Per gli enti pubblici di ricerca, al posto di tanti sterili esercizi di “ingegneria istituzionale”, sarebbe bastato intervenire sulla drammatica carenza di finanziamenti e di personale e sulla reale possibilità di applicazione del principio costituzionale della libertà di ricerca, sulla quale l’unico provvedimento effettivo è stato la riduzione dello storico precariato al CNR operata dal compagno Cuffaro quando era sottosegretario, cosa certo importantissima ma da sola non sufficiente se contemporaneamente non si fosse mantenuto in moto un meccanismo per evitare che si ricostruisse immediatamente, come è poi successo inevitabilmente.
Sulla ricerca industriale, bisognava prendere atto che l’imprenditoria italiana, per la sua stessa natura, non poteva essere spinta ad interessarsene solo da un meccanismo di incentivi e che il sistema produttivo andava modificato da una politica di interventi diretti dello Stato.
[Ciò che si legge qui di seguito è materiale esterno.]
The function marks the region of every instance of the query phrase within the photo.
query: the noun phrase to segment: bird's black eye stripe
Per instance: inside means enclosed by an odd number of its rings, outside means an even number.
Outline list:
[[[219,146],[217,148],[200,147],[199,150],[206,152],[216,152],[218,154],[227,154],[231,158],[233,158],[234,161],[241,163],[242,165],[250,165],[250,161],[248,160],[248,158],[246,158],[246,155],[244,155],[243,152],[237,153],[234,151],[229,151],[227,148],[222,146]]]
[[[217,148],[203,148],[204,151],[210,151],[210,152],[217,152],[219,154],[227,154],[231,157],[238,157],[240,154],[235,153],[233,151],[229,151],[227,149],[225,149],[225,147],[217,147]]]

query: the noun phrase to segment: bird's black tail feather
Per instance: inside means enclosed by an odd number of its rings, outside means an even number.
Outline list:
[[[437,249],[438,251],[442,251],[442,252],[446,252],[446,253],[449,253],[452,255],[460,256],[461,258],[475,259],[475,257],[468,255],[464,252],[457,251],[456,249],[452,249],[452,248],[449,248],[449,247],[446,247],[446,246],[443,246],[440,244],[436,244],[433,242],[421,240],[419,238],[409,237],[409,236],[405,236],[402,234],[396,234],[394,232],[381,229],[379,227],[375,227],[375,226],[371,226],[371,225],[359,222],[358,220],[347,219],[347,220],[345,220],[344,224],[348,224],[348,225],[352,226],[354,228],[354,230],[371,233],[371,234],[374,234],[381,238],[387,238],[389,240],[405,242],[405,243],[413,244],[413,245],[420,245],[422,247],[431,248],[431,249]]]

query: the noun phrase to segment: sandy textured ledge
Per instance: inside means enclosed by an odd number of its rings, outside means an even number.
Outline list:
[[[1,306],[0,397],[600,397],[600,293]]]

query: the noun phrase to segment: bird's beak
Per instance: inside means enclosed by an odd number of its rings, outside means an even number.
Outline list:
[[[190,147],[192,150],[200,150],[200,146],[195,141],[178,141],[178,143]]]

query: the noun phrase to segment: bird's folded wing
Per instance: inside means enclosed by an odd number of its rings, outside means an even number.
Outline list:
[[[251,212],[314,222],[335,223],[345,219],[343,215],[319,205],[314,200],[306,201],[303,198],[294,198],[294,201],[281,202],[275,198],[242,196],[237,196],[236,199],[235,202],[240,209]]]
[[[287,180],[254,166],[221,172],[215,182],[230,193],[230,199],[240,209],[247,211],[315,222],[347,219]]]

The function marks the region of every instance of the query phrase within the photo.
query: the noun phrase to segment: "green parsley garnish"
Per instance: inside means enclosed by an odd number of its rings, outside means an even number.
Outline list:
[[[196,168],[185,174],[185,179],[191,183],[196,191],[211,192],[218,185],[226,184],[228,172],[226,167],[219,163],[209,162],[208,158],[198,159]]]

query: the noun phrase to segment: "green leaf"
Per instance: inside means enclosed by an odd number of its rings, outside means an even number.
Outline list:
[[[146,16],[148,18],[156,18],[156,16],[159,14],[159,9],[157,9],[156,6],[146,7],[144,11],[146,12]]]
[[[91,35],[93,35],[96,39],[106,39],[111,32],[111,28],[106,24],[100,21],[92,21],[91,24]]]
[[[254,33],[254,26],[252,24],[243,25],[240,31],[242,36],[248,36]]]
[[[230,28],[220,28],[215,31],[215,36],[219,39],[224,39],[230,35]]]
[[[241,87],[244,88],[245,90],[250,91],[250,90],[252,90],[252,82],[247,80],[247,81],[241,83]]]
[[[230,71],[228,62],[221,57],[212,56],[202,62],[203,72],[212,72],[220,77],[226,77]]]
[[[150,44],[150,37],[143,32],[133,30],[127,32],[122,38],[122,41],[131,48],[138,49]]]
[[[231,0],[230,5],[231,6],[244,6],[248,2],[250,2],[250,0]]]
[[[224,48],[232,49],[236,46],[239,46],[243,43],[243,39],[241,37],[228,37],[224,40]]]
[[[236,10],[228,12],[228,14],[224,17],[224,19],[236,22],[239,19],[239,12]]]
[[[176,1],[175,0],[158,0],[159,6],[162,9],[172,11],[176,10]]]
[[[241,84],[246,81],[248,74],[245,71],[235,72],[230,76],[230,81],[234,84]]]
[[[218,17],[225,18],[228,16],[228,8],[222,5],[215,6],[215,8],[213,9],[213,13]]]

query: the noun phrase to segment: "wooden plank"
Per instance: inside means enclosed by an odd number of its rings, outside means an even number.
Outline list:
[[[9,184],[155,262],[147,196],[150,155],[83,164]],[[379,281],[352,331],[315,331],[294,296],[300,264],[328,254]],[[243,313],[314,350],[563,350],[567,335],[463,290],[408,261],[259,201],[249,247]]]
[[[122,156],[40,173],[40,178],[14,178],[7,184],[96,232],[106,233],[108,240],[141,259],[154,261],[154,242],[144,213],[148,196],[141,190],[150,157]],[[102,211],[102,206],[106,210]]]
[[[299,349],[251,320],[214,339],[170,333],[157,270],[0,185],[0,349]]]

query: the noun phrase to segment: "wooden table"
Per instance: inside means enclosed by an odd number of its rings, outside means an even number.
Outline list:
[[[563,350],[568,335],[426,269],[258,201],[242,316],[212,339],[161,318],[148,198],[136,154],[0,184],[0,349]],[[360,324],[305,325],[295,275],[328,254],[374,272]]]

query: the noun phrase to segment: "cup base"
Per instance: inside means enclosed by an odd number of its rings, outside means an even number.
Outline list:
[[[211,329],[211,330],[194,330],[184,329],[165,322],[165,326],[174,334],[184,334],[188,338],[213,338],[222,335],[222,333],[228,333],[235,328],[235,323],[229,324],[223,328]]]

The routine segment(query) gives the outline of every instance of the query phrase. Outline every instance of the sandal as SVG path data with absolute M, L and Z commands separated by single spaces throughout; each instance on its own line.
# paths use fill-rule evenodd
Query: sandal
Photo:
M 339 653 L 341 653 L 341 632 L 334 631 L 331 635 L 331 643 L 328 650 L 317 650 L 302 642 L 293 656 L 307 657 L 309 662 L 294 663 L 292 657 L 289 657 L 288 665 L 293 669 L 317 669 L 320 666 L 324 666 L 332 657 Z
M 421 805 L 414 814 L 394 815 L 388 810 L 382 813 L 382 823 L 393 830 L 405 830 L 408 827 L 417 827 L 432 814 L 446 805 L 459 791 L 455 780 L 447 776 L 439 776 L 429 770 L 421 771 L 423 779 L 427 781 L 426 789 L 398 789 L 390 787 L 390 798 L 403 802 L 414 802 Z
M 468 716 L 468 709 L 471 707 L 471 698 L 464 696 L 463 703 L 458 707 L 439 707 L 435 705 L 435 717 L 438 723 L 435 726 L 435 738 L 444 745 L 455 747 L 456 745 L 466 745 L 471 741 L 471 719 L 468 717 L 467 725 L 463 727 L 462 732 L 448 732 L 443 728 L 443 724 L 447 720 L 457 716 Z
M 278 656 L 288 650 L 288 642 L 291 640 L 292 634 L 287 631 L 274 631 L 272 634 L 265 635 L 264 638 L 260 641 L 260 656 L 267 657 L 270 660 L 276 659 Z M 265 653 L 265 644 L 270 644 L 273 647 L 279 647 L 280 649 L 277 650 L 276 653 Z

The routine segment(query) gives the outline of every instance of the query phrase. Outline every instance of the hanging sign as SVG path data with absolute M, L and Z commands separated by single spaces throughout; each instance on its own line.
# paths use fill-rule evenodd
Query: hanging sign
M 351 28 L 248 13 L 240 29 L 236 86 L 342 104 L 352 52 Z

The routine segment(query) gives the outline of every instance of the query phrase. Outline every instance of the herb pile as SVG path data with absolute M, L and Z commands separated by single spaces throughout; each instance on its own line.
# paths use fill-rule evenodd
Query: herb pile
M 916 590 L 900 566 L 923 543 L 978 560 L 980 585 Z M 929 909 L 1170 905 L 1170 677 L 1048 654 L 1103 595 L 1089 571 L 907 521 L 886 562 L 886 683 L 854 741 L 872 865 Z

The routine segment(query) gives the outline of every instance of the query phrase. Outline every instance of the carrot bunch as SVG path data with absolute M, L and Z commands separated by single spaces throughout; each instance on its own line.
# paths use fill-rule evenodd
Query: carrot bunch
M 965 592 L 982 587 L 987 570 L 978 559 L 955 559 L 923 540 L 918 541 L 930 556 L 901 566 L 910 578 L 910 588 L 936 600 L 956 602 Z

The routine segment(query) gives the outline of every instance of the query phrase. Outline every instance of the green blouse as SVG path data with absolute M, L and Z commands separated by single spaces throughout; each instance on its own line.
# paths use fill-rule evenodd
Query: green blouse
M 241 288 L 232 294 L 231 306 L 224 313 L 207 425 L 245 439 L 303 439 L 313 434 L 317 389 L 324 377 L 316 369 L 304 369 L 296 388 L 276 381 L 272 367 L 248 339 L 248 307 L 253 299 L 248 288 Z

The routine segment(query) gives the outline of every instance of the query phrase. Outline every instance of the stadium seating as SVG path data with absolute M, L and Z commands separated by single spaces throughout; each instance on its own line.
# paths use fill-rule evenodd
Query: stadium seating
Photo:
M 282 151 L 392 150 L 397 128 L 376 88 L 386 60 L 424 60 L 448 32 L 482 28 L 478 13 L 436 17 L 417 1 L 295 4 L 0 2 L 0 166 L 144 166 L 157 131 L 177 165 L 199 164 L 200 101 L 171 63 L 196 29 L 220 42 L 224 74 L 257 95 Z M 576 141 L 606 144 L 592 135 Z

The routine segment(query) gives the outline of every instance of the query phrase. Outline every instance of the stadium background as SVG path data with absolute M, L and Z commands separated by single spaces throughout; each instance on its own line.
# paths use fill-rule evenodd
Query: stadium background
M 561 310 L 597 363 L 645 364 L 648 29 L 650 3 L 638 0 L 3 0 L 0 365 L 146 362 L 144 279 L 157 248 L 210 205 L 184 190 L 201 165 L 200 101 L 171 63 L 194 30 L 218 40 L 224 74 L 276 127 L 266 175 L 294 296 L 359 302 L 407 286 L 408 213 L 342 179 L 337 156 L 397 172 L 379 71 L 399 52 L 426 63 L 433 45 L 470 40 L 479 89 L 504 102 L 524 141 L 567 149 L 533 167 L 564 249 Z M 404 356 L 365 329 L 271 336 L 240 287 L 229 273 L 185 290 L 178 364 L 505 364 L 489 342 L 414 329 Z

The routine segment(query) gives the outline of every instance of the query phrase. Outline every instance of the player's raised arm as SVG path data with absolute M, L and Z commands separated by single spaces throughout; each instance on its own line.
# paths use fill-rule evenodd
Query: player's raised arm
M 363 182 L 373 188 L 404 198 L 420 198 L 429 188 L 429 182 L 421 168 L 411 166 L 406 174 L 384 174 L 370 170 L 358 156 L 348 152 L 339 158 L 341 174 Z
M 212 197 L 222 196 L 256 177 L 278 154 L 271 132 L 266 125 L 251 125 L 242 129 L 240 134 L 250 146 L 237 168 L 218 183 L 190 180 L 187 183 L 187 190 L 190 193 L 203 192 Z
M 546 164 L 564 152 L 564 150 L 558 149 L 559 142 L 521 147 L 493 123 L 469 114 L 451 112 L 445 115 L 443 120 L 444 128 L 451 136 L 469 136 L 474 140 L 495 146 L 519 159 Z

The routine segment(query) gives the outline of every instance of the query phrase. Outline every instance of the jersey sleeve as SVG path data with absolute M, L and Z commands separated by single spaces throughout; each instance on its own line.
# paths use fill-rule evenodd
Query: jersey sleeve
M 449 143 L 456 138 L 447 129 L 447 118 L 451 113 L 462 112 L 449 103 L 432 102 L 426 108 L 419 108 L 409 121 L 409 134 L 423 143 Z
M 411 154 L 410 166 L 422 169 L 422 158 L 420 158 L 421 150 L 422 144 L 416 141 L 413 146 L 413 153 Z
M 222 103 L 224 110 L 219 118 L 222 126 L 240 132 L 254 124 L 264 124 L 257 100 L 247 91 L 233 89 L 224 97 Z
Se allora vogliamo in conclusione enunciare cosa serve per permettere ad un modello di società basata sulla conoscenza di decollare, possiamo riassumerlo in poche parole: serve una visione di sistema che può derivare solo da un “pensiero unitario” alla Geymonat, più cultura, più libertà di pensiero, programmazione dell’economia ed un intervento concreto dello Stato in questo settore. Aver trascurato ideologicamente queste esigenze e’ stato nel recente passato uno degli errori più gravi della sinistra, che non deve più ripetersi.
Vito Francesco Polcaro
Riferimenti bibliografici
Adamoli G. Innovazione tecnologica, impresa e competitività, 2012, http://www.adamoli.org/gelasio67/innovazione-tecnologica/PAGE0008.HTM.
Keynes J. M. Teoria Generale dell'Occupazione, dell'Interesse e della Moneta, ”Collana degli Economisti”, UTET, Torino, 1936 (ristampa 2006).
Schumpeter J.A., Teoria dello sviluppo economico, ”Collana degli Economisti”, UTET, Torino, 1939, vol. V (ristampa: ETAS, Milano, 2009).
Khun T. S. La struttura delle rivoluzioni scientifiche, 1962 (ristampa: Einaudi, Torino, 2009).
Marx K., Il capitale – libro III, 1894 (ristampa Newton Classici, 2008).
Rosemberg N, Inside the black box, Cambridge University Press, Cambridge (MA), 1982.